I don't think we need faster single-thread performance. What I think we need is to adapt our software, which is designed to run on ridiculously fast copies of ancient personal computers, to run on computers that instead of mimicking a successful product of the 80s resemble more what we can do now. We need software that exploits the SIMD units (predicate bits that prevent branches are your friends there), that runs well in multiple cores and OSs that can deal with memory inconsistency between cores (maybe using write-through instructions for shared data and write-back for process-local stuff). We need software that doesn't need complicated instruction reordering or speculative execution.
> due to Amdahl's law, it's always better to have a single faster processor than multiple slower ones
This is not what Amdahl's law says. Amdahl's law gives you a theoretical maximum speedup given a program with a sequential component and a given number of processors. So as long as that speedup is higher than your faster processor is faster then it does make sense to have multiple slower processors than one faster one.
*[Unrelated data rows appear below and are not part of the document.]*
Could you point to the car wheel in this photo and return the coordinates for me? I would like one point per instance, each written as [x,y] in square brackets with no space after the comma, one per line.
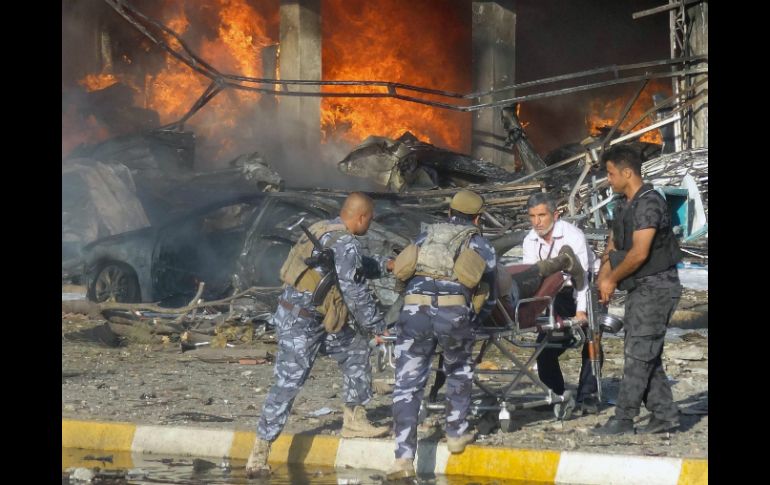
[115,282]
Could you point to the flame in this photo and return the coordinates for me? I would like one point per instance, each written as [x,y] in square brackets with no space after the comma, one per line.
[95,82]
[604,114]
[421,43]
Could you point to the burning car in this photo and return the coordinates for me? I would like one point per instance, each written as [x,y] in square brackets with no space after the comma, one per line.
[230,245]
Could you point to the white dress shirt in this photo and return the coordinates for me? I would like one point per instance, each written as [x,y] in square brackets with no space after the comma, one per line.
[537,249]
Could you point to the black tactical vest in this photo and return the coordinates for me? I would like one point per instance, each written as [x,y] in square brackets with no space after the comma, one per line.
[664,252]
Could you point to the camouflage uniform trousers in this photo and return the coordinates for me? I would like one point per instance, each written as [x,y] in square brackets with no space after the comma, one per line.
[300,339]
[648,311]
[420,328]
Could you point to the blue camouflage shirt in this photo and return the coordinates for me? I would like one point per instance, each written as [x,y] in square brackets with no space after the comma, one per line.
[358,295]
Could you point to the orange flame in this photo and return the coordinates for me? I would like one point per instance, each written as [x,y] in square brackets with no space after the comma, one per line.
[423,43]
[95,82]
[604,114]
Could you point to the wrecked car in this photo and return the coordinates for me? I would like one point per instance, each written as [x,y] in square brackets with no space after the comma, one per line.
[229,245]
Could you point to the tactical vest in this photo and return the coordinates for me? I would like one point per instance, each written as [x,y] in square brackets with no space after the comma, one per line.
[664,251]
[294,271]
[442,245]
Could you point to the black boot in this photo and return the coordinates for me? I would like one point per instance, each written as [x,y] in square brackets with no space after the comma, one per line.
[659,425]
[528,281]
[615,426]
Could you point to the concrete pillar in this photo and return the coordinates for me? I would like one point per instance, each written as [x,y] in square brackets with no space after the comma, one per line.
[493,34]
[300,58]
[698,45]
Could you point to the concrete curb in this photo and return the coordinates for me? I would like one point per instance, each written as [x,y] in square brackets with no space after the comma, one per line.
[547,466]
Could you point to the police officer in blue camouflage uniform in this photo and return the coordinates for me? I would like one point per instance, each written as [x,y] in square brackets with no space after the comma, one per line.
[302,333]
[641,257]
[437,310]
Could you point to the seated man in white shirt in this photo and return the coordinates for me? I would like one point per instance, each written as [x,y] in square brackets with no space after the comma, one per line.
[545,240]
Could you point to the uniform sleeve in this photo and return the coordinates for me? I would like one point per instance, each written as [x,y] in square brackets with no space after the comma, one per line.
[357,295]
[486,251]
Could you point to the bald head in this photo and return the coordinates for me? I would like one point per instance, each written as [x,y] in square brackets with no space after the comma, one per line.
[357,213]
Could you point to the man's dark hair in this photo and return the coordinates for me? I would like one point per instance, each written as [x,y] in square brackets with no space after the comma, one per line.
[541,198]
[623,157]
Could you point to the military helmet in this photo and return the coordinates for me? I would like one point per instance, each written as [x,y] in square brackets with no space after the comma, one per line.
[467,202]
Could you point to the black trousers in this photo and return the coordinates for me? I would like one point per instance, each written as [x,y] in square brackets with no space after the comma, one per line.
[548,368]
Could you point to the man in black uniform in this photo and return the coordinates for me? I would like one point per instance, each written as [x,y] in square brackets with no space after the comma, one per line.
[641,257]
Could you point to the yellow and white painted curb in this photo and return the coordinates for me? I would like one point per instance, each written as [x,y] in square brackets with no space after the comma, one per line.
[546,466]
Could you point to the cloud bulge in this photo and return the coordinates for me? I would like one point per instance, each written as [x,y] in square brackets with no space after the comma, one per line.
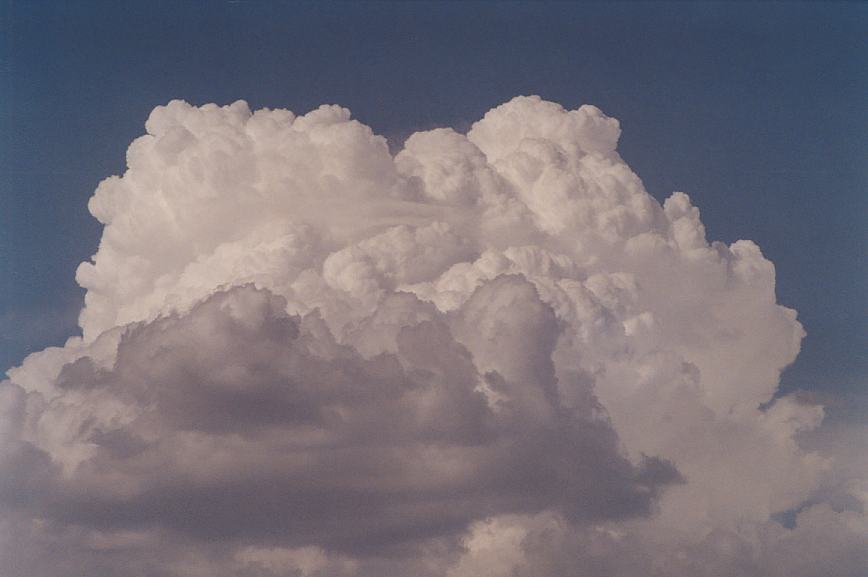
[489,354]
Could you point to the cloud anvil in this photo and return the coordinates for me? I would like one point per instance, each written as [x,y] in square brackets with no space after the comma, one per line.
[492,354]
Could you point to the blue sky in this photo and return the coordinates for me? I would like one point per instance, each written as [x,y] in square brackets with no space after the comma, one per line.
[758,111]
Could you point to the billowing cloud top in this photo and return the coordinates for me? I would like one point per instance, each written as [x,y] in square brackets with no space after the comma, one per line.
[492,354]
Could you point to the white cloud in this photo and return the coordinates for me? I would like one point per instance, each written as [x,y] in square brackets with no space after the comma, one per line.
[486,355]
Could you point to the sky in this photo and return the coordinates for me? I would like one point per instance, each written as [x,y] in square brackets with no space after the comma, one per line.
[755,110]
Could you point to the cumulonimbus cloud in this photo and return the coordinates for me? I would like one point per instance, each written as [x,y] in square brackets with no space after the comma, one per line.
[489,354]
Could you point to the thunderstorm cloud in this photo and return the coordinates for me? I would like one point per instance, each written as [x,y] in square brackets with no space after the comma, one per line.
[491,354]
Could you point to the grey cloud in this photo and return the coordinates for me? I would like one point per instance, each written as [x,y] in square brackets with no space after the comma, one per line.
[241,422]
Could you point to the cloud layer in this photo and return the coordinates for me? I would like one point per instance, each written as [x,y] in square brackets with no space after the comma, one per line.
[489,354]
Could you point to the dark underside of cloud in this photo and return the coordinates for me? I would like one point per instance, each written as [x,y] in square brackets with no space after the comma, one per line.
[491,354]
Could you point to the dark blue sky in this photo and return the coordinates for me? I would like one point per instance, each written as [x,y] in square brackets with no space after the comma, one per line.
[758,111]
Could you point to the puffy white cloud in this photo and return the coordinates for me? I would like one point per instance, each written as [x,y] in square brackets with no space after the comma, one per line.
[491,354]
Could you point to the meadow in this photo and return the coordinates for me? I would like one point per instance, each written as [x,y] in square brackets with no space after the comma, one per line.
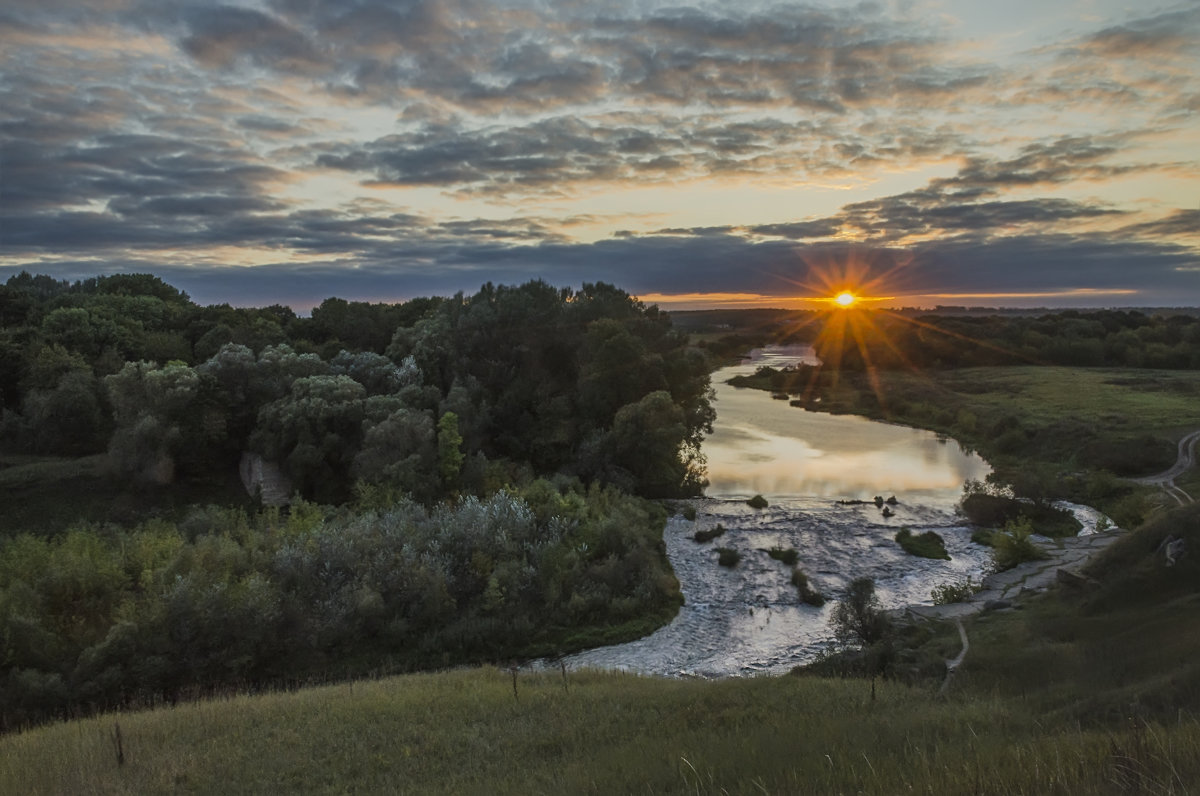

There are many products that don't see the light of day because they can't meet their COGS target. Cutting a huge chunk by 30% could open up a bunch of amazing functionality.
I think the point is that the rate of advancement has already slowed (18mo=>3yr) and is slowing even further (5nm by 2025). The treadmill Moore's law is basically over. There will be significant advancements (AllAroundGate, Wafer Stacking), and we might even see a speed increase again, but the steps are more orthogonal and less all improving. The last thing to keep improving is $/transistor, while MHz and power long since (2005=>2010) stopped getting better with each node. However, if the CFOs ever figure out that the return doesn't meet investment ... that will be the end (at least in the west).
I would say the rate of advancement is kind of plateauing. From the p4 to athlon 64 to c2d the gains were quite amazing. I guess in mobile you still see advancement, but do you really notice the difference between a snapdragon 801,820,835?